The Great’s wife: Okay then.

“The Great”: Huh? Are you serious?

The Great’s wife: As long as there’s not 30 thousand Petes around here when I’m trying to watch Days of our Lives—-

“The Great”: You’re kidding! Okay, whatever. It’s not going to work anyway. If you add water to the pills, the robots will rust.

Little Johnny: It’s poly alloy, Father. With a protective flesh armor. You’re such an infantile pea brain at times.

(Little Johnny stomps away as if insulted.)

“The Great”: Look, The Great cannot have these extracurricular activities throwing The Great off The Great’s game. The Great was fortunate to defeat Seth Harker at Implosion 5. The Great has a huge battle royal coming up and The Great needs total concentration. The Great has also learned that The Domino has returned to the Brawler’s on a Budget, and an impending “Battle of Guys that refer to themselves in Third Person” is imminent. Pete is a distraction. He has to move out.

The Great’s wife: Aww, that’s a shame. Pete even wrote a song about me.

“The Great”: He did?

XFactor Pete Trable

(At that moment, Pete Trable slides across the floor ala Tom Cruise in Risky Business. The beat of Naughty by Nature’s OPP starts up.)

Pete: Yo, I think it’s time— that I should explain it.
Your girl is psycho-so-matic, that explains it.
Some say it’s ob-sess-ive, compulsive.
I don’t know, but your girl is kinda repulsive.

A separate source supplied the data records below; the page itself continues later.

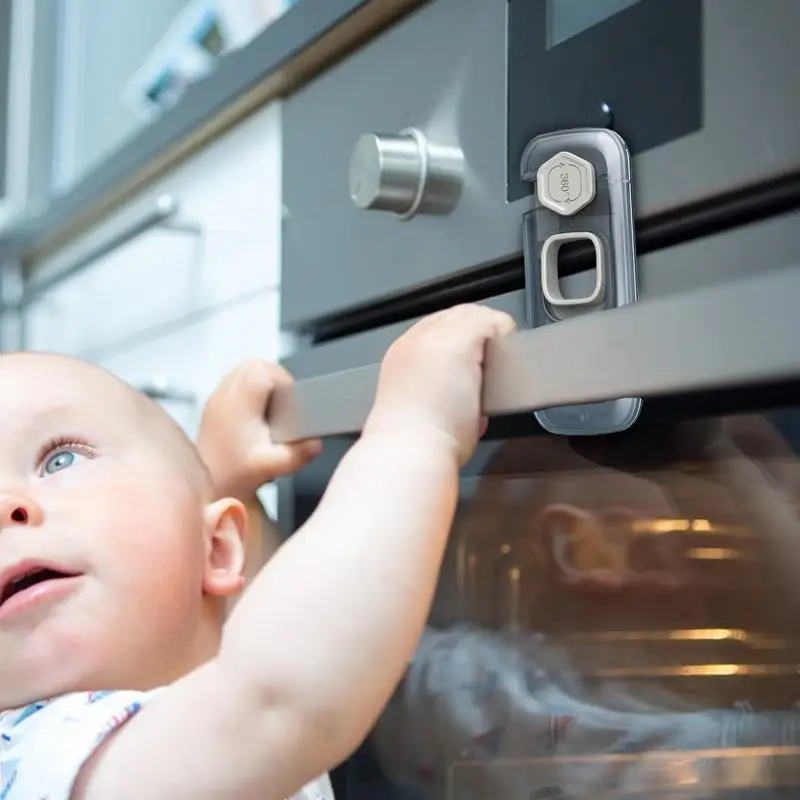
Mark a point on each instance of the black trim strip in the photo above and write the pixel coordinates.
(713, 215)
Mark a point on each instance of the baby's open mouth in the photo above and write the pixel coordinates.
(31, 578)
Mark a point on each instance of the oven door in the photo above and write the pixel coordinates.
(616, 616)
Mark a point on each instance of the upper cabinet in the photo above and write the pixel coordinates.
(101, 46)
(402, 165)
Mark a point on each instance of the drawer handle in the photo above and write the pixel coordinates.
(656, 347)
(160, 390)
(161, 213)
(405, 173)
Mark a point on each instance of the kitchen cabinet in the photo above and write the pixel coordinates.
(181, 284)
(203, 237)
(101, 45)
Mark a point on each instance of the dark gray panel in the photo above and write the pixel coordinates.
(771, 244)
(443, 69)
(645, 64)
(639, 350)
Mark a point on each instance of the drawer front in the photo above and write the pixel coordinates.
(221, 243)
(193, 358)
(678, 270)
(723, 72)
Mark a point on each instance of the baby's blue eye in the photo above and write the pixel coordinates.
(60, 461)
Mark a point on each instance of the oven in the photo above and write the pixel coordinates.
(618, 612)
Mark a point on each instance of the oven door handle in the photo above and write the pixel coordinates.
(725, 336)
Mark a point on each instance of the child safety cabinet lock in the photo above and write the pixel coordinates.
(583, 207)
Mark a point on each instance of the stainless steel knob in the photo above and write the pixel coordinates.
(405, 173)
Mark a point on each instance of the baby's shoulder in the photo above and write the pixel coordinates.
(44, 744)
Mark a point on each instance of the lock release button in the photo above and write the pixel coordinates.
(565, 183)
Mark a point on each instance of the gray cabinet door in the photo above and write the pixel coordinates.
(703, 91)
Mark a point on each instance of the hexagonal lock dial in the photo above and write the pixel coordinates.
(565, 183)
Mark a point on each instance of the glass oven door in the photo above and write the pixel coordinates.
(617, 616)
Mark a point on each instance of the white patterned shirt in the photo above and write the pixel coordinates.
(44, 745)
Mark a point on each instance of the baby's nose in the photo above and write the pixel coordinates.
(17, 509)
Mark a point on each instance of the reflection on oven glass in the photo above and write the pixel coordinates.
(616, 616)
(568, 18)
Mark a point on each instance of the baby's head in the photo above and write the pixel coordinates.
(99, 487)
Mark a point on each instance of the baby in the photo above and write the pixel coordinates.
(120, 553)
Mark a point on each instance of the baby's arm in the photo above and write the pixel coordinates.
(234, 443)
(313, 651)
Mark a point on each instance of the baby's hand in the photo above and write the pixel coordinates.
(431, 378)
(234, 439)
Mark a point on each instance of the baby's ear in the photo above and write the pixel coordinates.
(226, 532)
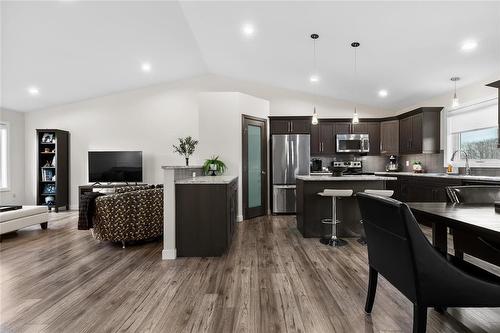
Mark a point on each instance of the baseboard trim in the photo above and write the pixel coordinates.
(169, 254)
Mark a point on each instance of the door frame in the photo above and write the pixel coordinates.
(249, 213)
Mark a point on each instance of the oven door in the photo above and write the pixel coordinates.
(349, 143)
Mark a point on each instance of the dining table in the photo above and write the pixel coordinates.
(477, 224)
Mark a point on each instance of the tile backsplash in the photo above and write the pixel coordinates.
(430, 163)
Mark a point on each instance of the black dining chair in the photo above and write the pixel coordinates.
(400, 252)
(486, 249)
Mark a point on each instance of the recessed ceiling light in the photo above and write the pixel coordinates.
(248, 30)
(314, 78)
(146, 67)
(469, 45)
(34, 91)
(383, 93)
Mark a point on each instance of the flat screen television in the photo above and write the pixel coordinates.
(115, 166)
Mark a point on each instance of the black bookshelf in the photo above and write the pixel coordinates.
(53, 168)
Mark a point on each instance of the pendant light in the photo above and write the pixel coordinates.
(455, 103)
(314, 79)
(355, 117)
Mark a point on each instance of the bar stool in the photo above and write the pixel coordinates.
(334, 194)
(381, 193)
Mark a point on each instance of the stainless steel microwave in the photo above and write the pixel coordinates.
(353, 143)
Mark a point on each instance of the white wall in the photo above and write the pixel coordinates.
(15, 194)
(152, 118)
(470, 94)
(221, 129)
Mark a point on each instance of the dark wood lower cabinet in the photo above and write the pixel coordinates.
(205, 217)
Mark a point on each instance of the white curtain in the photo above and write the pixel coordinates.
(472, 117)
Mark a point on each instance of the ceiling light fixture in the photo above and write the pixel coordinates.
(248, 30)
(469, 45)
(455, 103)
(355, 45)
(34, 91)
(314, 79)
(383, 93)
(146, 67)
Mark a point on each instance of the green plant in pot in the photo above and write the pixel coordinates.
(186, 147)
(213, 166)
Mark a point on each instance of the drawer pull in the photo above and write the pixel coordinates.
(494, 248)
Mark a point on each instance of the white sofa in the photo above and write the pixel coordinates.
(20, 218)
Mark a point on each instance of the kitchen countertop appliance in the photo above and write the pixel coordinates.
(353, 143)
(291, 157)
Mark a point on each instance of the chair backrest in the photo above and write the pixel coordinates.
(389, 248)
(480, 194)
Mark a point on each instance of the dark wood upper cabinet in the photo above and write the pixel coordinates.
(419, 131)
(300, 125)
(496, 84)
(279, 126)
(389, 137)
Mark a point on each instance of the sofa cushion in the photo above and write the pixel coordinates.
(25, 211)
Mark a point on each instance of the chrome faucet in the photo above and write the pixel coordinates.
(467, 167)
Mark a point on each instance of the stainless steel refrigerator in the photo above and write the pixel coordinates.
(291, 157)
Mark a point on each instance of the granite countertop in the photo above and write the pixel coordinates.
(345, 178)
(171, 167)
(440, 175)
(207, 180)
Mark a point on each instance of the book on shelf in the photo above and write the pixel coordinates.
(47, 174)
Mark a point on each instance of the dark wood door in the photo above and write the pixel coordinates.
(389, 137)
(405, 135)
(373, 130)
(300, 126)
(254, 166)
(416, 134)
(280, 126)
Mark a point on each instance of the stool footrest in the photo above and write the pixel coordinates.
(329, 221)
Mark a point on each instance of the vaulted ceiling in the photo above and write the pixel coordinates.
(74, 50)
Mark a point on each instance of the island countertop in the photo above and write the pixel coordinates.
(325, 178)
(207, 180)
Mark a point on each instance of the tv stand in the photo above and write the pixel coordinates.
(82, 189)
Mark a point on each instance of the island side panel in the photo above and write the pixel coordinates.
(316, 207)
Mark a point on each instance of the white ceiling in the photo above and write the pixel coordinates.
(73, 50)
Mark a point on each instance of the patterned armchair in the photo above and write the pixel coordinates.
(131, 213)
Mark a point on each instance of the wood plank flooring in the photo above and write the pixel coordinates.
(272, 280)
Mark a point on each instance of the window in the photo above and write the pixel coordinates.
(474, 130)
(4, 147)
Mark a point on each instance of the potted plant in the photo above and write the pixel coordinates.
(186, 147)
(214, 166)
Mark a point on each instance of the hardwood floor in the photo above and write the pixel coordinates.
(272, 280)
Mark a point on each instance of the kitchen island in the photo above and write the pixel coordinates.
(311, 207)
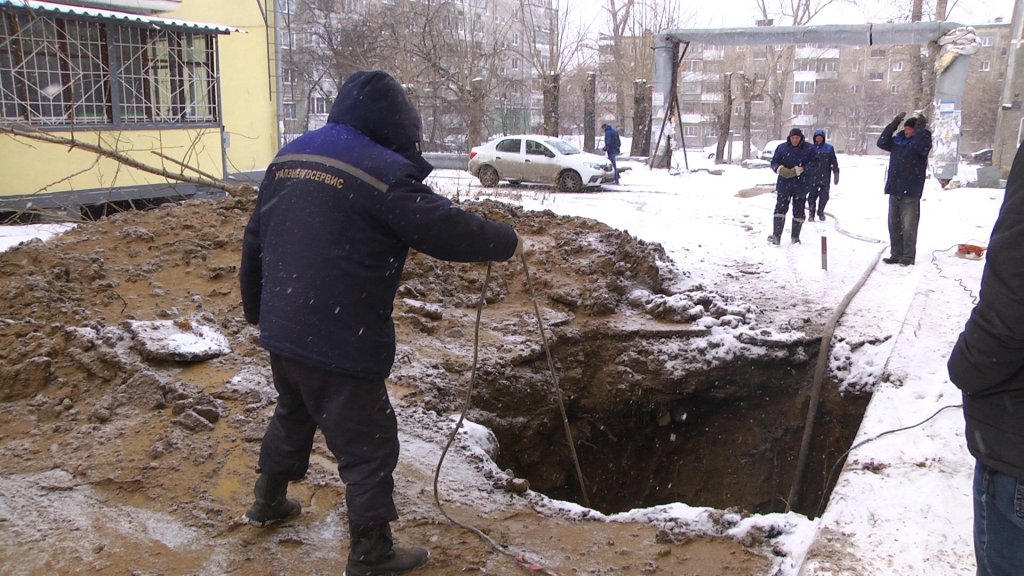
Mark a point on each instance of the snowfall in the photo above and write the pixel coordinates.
(902, 503)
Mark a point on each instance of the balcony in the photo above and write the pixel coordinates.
(133, 6)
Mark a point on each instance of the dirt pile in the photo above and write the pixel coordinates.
(121, 460)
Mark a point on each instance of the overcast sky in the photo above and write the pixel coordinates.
(717, 13)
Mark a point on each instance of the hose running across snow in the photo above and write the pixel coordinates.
(522, 559)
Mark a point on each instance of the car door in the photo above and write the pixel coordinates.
(540, 163)
(509, 159)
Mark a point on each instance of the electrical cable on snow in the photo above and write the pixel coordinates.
(822, 501)
(935, 262)
(521, 558)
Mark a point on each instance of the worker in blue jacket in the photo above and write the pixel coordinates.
(824, 175)
(908, 151)
(322, 260)
(795, 162)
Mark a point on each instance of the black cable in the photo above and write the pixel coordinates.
(824, 489)
(935, 262)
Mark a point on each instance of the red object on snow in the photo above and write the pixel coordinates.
(970, 250)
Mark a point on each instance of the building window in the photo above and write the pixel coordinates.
(803, 87)
(320, 105)
(57, 71)
(690, 88)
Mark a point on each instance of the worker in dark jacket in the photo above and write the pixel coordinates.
(824, 175)
(323, 256)
(987, 364)
(611, 147)
(904, 183)
(795, 162)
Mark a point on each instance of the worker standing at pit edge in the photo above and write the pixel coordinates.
(322, 260)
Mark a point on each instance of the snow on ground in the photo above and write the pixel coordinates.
(902, 503)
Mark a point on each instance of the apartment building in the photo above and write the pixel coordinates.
(850, 91)
(462, 60)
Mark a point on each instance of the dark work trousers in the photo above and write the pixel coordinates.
(998, 523)
(357, 422)
(904, 213)
(817, 197)
(782, 206)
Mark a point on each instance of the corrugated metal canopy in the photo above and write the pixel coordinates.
(53, 8)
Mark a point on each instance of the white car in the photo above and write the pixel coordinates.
(536, 158)
(769, 150)
(737, 151)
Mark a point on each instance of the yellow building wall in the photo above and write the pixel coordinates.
(247, 80)
(248, 109)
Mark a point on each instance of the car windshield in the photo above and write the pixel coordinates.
(562, 147)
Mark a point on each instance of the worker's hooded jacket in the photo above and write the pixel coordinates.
(987, 362)
(336, 214)
(907, 160)
(804, 155)
(827, 163)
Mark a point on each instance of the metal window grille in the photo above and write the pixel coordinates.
(65, 72)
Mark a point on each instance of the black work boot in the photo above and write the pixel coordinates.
(776, 232)
(270, 504)
(374, 553)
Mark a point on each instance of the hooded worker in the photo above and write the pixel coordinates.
(824, 175)
(322, 260)
(795, 162)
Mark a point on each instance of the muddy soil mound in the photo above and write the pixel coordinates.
(119, 459)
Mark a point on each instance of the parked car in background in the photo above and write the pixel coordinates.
(983, 156)
(536, 158)
(769, 150)
(737, 151)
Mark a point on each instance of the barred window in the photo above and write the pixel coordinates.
(62, 72)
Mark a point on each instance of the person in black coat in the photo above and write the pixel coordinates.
(824, 175)
(905, 183)
(323, 255)
(611, 147)
(795, 162)
(987, 365)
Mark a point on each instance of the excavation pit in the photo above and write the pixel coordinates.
(726, 437)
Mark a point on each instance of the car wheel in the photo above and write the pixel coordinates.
(569, 180)
(487, 176)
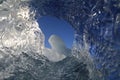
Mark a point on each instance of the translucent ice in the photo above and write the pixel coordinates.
(58, 51)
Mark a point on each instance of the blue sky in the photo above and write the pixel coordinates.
(51, 25)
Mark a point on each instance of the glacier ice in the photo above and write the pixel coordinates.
(96, 23)
(58, 51)
(18, 28)
(22, 46)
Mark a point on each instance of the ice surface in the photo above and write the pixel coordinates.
(58, 51)
(96, 44)
(96, 23)
(18, 28)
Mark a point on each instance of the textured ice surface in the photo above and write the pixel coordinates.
(58, 49)
(96, 23)
(96, 44)
(18, 28)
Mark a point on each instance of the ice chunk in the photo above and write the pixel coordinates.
(58, 51)
(58, 45)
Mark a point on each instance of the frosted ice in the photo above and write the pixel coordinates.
(58, 51)
(18, 28)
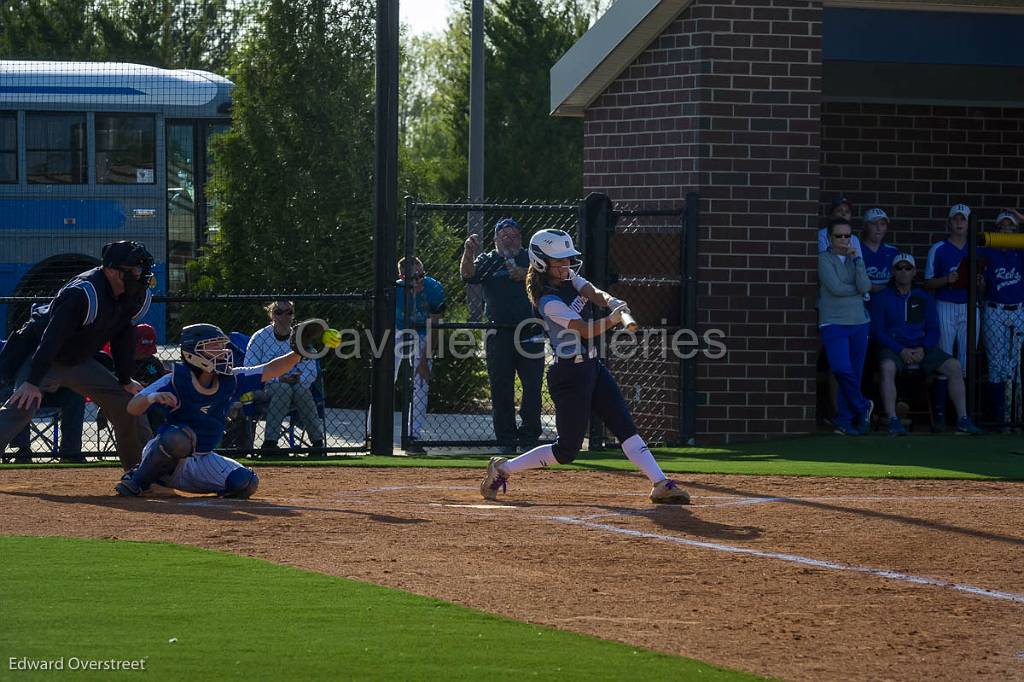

I’ll tell ya but I think you already know.
The bitch ties her shoes fifty times in a row.
You may be blind, but I think you really need to see.
The diagnosis is pretty damn plain to me:

YOUR GIRL GOT O.C.D.!

The Great’s wife: Yeah, he know me!

YOUR GIRL GOT O.C.D.!

The Great’s wife: Yeah, he know me!

YOUR GIRL GOT O.C.D.!

The Great’s wife: Yeah, he know me!

YOUR GIRL GOT O.C.D.!

The Great’s wife: That’s right, homey!

“The Great”: Please stop it! The Great can’t take anymore!

(The Mother in Law struts in, with a gait reminiscent of “Rudy” from Fat Albert.)

The Mother in Law: Whah whuh whah, WHAH whuh whuh whah?

“The Great”: No, The Great has not seen your gat, your 40 of O.E., or your crowbar so you can go roll some transients over at the park. How is The Great ever going to train for Implosion 7 with all this going on? How? HOW?